AUTHOR=Carver Chase M. , DeWitt Haley R. , Stoja Aiola P. , Shapiro Mark S. 

TITLE=Blockade of TRPC Channels Limits Cholinergic-Driven Hyperexcitability and Seizure Susceptibility After Traumatic Brain Injury

JOURNAL=Frontiers in Neuroscience

VOLUME=Volume 15 - 2021

YEAR=2021

URL=https://www.frontiersin.org/journals/neuroscience/articles/10.3389/fnins.2021.681144

DOI=10.3389/fnins.2021.681144

ISSN=1662-453X

ABSTRACT=We investigated the contribution of excitatory TRPC cation channels to post-traumatic hyperexcitability in the brain 7 days following controlled cortical impact model of traumatic brain injury (TBI) to the parietal cortex in male adult mice. We hypothesized that TRPC 1/4/5 channels are upregulated in excitatory neurons after TBI in contribution to epileptogenic hyperexcitability in key hippocampal and cortical circuits with substantial cholinergic innervation. This was tested by measuring TRPC1/4/5 protein and mRNA expression, assays of cholinergic function, neuronal Ca2+ imaging in brain slices, and seizure susceptibility after TBI. We found region-specific increases in expression of TRPC1, 4, & 5 subunits in hippocampus and cortex following TBI.  The dentate gyrus, CA3 region, and cortex each exhibited robust upregulation of TRPC4 mRNA and protein. TBI increased cFos activity in dentate gyrus granule cells (DGGCs) and layer 5 pyramidal neurons both during TBI and 7 days post-TBI. DGGCs displayed greater magnitude and duration of ACh-induced rises in intracellular Ca2+ in brain slices from mice subjected to TBI. The TBI mice also exhibited greater seizure susceptibility in response to pentylenetetrazol-induced kindling.
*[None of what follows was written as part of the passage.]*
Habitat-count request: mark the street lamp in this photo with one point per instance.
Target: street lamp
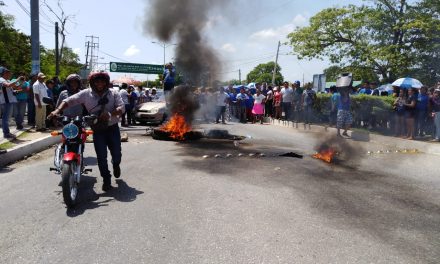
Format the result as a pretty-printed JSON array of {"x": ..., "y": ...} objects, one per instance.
[{"x": 164, "y": 45}]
Blockade of TRPC4/5 channels with M084 reduced neuronal hyperexcitation and impeded epileptogenic progression of kindling. We observed that the time-dependent upregulation of TRPC4/5-containing channels alters cholinergic responses and activity of principal neurons that increase pro-excitatory sensitivity. The underlying mechanism includes acutely decreased acetylcholinesterase function, resulting in greater Gq/11-coupled muscarinic receptor activation of TRPC channels. Overall, our evidence suggests that TBI-induced plasticity of TRPC channels strongly contributes to overt hyperexcitability and primes the hippocampus and cortex for seizures.